My thoughts were that I plan to get an enhancement detail done at some point, so why not try this supposedly safe method before hand.

I used Meguiars Ultimate Waterless Wash and Wax.

I'm quite impressed, but you guys must have so much patience to do this. It seemed like it took forever!

I have no idea whether I made swirls, as A. it's hard to see on white, and B. I have no idea what the paint was like before, really.

Looks nice though!

_DSC6190.jpg by mikehiow, on Flickr

_DSC6191.jpg by mikehiow, on Flickr

_DSC6195.jpg by mikehiow, on Flickr

_DSC6198.jpg by mikehiow, on Flickr


----------



## f4780y (Jun 8, 2015)

Not a fan of white, but that's a great looking motor. Good job!


----------



## Tim662 (Aug 19, 2014)

Nice job.

I feel that good technique with the towels is key when waterless washing, and it can be done safely in many circumstances.


----------



## waqasr (Oct 22, 2011)

Good work, the first ever rinseless wash is always the scariest. Now though im very comfortable with it, you will find with time you'll get quicker at it. Also with white paint id be even more comfortable with is as it shows swirls alot less. My car has dark paint and ive been using rinseless for years with no noticeable increase in swirls.


----------



## A&J (Mar 4, 2015)

This beemer looks very nice.

As long as the car is not covered in dirt, waterless wash should be fine as it encapsulates dirt same as rinseless washes. Just be gentle when wipping off, and flip your towels to a fresh side every wipe and you should be fine. 

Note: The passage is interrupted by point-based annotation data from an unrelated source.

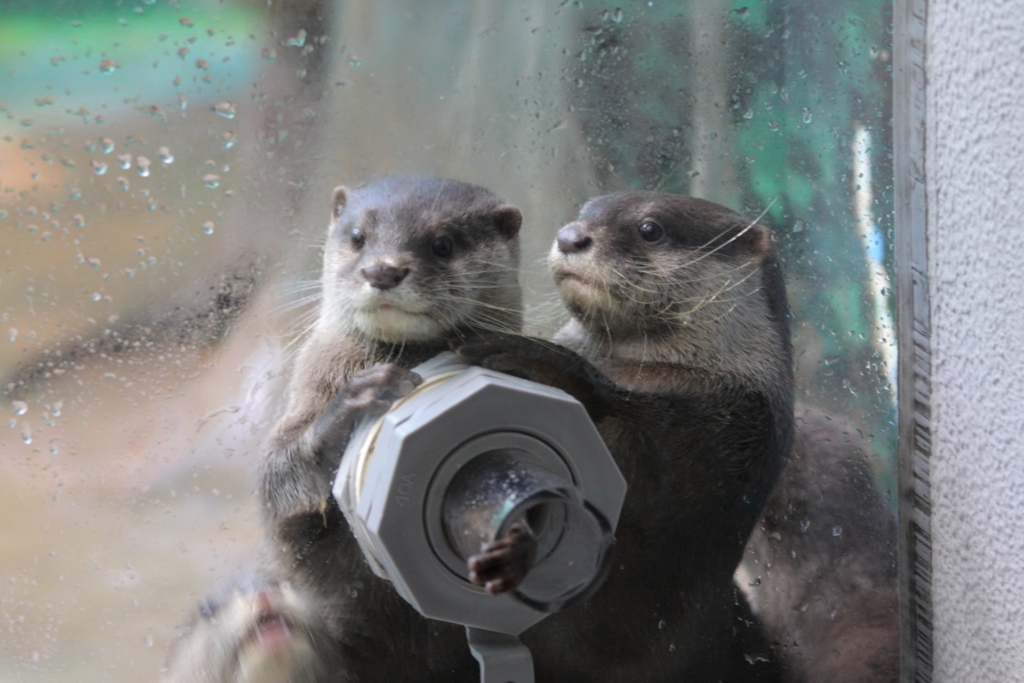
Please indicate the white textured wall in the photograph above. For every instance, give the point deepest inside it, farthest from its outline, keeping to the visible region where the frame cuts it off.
(975, 167)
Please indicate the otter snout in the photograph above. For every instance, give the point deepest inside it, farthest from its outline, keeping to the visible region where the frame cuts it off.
(384, 276)
(571, 240)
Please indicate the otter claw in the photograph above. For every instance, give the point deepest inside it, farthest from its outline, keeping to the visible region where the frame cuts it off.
(503, 564)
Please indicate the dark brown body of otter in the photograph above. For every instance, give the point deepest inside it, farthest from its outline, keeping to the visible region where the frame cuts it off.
(411, 266)
(680, 352)
(820, 568)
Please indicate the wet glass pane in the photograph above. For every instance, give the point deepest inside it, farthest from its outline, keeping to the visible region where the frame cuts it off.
(166, 174)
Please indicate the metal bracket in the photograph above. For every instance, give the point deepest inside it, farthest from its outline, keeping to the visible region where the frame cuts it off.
(503, 657)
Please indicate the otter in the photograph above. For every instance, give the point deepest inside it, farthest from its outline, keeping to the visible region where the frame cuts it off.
(254, 630)
(412, 265)
(820, 567)
(679, 348)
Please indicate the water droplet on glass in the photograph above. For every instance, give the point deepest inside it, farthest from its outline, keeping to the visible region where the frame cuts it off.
(225, 110)
(152, 110)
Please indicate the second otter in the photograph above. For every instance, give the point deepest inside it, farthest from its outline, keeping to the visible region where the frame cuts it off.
(411, 265)
(680, 316)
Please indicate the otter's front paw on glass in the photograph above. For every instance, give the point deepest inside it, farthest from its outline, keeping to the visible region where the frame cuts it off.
(503, 564)
(369, 391)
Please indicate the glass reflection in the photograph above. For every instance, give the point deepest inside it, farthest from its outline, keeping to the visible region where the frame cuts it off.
(165, 176)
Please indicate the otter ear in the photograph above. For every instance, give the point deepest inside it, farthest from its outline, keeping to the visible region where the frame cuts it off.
(340, 200)
(756, 241)
(509, 220)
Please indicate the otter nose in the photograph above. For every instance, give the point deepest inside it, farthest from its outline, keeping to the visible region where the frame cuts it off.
(571, 240)
(384, 276)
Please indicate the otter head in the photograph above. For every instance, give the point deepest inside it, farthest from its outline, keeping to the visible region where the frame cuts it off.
(412, 258)
(251, 632)
(641, 266)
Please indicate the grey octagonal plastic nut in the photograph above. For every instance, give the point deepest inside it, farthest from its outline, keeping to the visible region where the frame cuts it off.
(416, 485)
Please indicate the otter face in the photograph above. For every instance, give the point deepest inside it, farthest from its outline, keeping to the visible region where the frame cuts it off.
(257, 633)
(639, 263)
(412, 258)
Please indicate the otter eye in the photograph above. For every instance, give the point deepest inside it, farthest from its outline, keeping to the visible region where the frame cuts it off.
(357, 239)
(651, 231)
(442, 247)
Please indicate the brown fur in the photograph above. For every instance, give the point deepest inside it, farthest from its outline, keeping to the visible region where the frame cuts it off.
(336, 379)
(820, 566)
(684, 365)
(252, 632)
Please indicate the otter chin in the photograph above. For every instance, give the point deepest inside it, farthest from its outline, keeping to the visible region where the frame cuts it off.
(394, 324)
(252, 632)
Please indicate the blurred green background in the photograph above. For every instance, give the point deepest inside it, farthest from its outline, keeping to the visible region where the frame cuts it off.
(165, 173)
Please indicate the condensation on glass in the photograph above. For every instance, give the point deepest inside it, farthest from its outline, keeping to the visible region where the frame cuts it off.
(165, 177)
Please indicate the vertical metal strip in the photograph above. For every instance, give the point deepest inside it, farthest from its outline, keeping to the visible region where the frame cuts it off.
(914, 340)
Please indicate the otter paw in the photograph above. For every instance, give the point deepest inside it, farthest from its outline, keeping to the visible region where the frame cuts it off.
(503, 564)
(369, 391)
(379, 386)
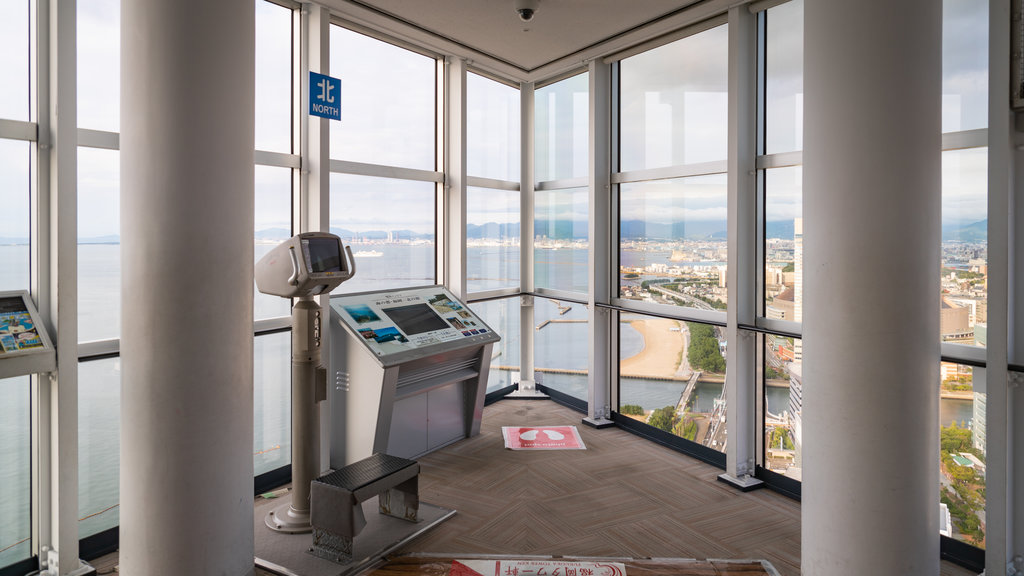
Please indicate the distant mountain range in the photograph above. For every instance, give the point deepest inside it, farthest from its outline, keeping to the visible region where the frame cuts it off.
(976, 232)
(568, 230)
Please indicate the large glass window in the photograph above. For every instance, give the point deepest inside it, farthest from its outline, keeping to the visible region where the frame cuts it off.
(784, 78)
(672, 376)
(674, 107)
(503, 317)
(98, 245)
(783, 405)
(15, 470)
(492, 129)
(98, 65)
(965, 65)
(962, 421)
(14, 230)
(783, 243)
(492, 239)
(561, 347)
(389, 119)
(273, 77)
(561, 128)
(272, 225)
(561, 214)
(98, 445)
(673, 243)
(272, 402)
(389, 223)
(560, 239)
(14, 59)
(964, 314)
(388, 97)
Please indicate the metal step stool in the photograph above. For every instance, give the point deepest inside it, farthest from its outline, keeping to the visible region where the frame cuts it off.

I would believe its scary to use a waterless wash but you just have to believe in the product to do its job.


----------



## ronwash (Mar 26, 2011)

Car looks fantastic,love the alloys.


----------



## dis (Feb 3, 2012)

that does look good!
keep up the good work.


----------



## bazz (May 15, 2007)

great job and nice looking bmw


----------